I gave a lesson similar to the one I had taught in the kindergarten classroom, except this time I referred to and mentioned things from the book I had not mentioned in the kindergarten room. Mr. Foster, who was quite knowledgeable about Lincoln himself, often interrupted to say things that I myself did not know about Lincoln—such as the fact that while Lincoln’s Gettysburg Address was quite brief and lasted no more than about fifteen minutes, the previous speaker who spoke before Lincoln spoke for more than two hours, yet we know much about Lincoln’s speech but little about the other speaker.
I actually said one thing that was inaccurate about Lincoln—I mentioned he grew up in New Salem, Indiana, when he never did. He actually worked in New Salem, Illinois, but as an adult, not a child. Mr. Foster also mentioned that his class would be reading about Lincoln in February and that I should stop in if I am around.
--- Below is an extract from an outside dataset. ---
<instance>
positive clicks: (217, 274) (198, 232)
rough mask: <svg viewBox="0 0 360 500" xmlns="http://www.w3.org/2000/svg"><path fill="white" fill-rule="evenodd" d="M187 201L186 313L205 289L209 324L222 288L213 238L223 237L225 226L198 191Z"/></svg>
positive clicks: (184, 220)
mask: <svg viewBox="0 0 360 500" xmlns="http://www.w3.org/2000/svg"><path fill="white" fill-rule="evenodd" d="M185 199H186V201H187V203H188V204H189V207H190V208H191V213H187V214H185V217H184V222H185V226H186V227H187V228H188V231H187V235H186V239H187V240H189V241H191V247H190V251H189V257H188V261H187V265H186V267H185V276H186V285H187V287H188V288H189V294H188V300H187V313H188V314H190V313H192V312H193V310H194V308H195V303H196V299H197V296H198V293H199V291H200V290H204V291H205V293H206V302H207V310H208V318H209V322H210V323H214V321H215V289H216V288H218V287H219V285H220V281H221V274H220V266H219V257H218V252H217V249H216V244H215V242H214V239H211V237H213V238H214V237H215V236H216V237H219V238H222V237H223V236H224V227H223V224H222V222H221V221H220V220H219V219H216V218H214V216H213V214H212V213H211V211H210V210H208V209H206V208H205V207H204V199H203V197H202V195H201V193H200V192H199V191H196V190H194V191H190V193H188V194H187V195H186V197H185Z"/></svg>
Fortunately, having made that mistake once, I will never make it again should I teach a Lincoln lesson.
By the time my lesson was over, Gym time was over, and I returned to the Gym entrance the same time Mrs. Shapiro had gone to pick up her students. We walked back to the classroom, and Mrs. Shapiro sat the students back in their rows for a story.
The story was titled, “Pookins Gets Her Way,” about a spoiled girl who learns that sometimes getting her way is not all it is cracked up to be.
After the story was over, Kindergarten was over as well. The students put their coats on and were dismissed. I introduced myself as Abe Lincoln to the parents, and arranged with Mrs. Shapiro that I was to come early for the Halloween Parade on Halloween for my next teaching day.